Keris dikenal sebagai sebuah pusaka ageman yang cikal bakal babarannya bersal dari Suku Jawa, serta menyebar ke Suku Pasundan, Melayu dan bahkan sampai ke seluruh Nuswantoro. Selain sebagai pusaka, keris juga memiliki kegunaan dan fungsi sebagai senjata pertahanan diri.
Keris yang bentuknya sangat khas serta mudah untuk dibedakan dari pusaka atau senjata tajam lainnya lantaran tidak simetris di bagian pangkal yang melebar, sering kali berkelak kelok, dan mempunyai pamor (Damascene), yaitu terlihat serat-serat lapisan logam cerah pada helai bilah.

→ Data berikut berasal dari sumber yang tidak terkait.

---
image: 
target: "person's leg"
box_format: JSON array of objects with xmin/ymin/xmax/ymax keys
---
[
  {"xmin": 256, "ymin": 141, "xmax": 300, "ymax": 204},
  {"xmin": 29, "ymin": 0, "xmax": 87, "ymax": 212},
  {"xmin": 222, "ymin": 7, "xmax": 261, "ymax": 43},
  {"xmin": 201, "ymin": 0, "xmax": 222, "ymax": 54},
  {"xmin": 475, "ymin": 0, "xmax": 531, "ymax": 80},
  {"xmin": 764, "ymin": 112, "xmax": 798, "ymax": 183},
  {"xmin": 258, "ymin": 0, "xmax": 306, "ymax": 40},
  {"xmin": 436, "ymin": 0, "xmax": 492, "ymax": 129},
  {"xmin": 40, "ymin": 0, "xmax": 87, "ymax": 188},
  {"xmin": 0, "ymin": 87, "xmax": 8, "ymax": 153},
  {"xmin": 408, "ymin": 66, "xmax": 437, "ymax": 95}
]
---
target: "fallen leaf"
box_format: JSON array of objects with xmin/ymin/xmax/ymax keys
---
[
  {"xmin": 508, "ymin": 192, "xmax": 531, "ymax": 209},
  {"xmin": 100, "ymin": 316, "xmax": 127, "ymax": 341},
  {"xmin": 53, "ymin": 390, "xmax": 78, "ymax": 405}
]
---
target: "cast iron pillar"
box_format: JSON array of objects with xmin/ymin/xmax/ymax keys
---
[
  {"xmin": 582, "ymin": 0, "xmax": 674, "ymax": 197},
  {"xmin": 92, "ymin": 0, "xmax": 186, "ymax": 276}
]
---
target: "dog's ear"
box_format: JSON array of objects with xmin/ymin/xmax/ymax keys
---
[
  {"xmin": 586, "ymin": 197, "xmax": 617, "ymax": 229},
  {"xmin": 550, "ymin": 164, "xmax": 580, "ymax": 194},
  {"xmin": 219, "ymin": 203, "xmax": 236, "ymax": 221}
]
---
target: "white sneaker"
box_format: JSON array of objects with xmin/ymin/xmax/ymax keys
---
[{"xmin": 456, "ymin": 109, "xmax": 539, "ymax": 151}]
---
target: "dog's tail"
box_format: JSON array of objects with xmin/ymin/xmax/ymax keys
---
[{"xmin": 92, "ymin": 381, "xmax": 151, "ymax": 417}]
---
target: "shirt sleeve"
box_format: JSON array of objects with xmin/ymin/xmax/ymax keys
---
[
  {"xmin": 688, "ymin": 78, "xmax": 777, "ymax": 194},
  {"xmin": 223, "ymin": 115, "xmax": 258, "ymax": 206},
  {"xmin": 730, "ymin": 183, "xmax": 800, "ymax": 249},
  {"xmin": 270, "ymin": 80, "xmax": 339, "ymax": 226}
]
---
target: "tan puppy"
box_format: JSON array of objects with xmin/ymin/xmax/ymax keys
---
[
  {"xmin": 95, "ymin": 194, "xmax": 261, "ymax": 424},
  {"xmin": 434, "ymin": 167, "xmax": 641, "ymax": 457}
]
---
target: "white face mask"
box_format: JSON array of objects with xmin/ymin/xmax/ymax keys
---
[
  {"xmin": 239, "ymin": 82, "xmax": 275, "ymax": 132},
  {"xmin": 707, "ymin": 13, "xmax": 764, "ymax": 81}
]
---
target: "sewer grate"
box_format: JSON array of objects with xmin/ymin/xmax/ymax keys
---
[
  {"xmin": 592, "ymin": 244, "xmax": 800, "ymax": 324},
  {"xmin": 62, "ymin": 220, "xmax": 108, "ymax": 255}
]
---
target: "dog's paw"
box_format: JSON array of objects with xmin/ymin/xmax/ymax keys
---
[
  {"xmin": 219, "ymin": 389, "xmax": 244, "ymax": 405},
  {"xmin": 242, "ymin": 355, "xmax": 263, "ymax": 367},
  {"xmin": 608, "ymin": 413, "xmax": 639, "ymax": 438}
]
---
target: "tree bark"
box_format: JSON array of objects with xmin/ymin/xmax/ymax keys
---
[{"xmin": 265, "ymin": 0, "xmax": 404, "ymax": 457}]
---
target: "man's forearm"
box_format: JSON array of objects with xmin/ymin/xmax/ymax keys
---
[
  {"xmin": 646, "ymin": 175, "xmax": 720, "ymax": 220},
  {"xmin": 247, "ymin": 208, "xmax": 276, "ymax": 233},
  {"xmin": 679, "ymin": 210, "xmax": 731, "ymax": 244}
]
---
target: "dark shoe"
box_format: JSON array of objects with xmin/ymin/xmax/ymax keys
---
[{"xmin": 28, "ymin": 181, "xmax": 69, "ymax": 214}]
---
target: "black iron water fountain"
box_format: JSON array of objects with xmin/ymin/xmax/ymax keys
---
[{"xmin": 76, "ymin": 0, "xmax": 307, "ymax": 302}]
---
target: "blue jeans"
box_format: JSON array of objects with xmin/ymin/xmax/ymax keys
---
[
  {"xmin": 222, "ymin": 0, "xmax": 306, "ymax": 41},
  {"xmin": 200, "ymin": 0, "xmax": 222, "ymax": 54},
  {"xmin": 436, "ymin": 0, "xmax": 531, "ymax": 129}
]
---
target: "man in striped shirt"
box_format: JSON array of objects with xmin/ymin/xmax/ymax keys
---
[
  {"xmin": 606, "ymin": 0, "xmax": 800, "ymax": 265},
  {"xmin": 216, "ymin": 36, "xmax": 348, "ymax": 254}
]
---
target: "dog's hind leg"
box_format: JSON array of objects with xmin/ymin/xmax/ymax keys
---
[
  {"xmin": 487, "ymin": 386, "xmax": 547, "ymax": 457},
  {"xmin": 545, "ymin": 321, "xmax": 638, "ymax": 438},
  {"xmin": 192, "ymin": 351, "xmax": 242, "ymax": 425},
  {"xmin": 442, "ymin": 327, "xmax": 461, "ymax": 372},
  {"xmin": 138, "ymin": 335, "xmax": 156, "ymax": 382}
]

“Secara pemahaman spiritualitas, esensi keris adalah sebagai ajaran ketauladanan. Keris adalah simbol bersatunya seorang hamba dengan Tuhannya. Filosofi ini diambil dari ungkapan curigo manjing warongko jumbuhing kawula lan Gusti. Artinya adalah bersatulah bilah keris dan warangkanya merupakan simbol bersatunya hamba dengan Tuhannya,”kata pakar perkerisan Nasional Gus Cokro Santri Tunggal.
Lebih jauh disampaikannya, bahwa benda pusaka ini juga menyimbolkan tuntunan perilaku dan pemaknaan hidup bagi masyarakat Nuswantoro. Kentalnya norma yang melekat pada keris tercermin dari bentuk, fungsi, sejarah dan pemaknaannya.
Menurut Gus Cokro yang juga tokoh spiritualis ini mengatakan bahwa keris juga merupakan sebuah simbol filosofi. Sangkan paraning dumadi yang artinya dari mana dan ke mana manusia harus menuju.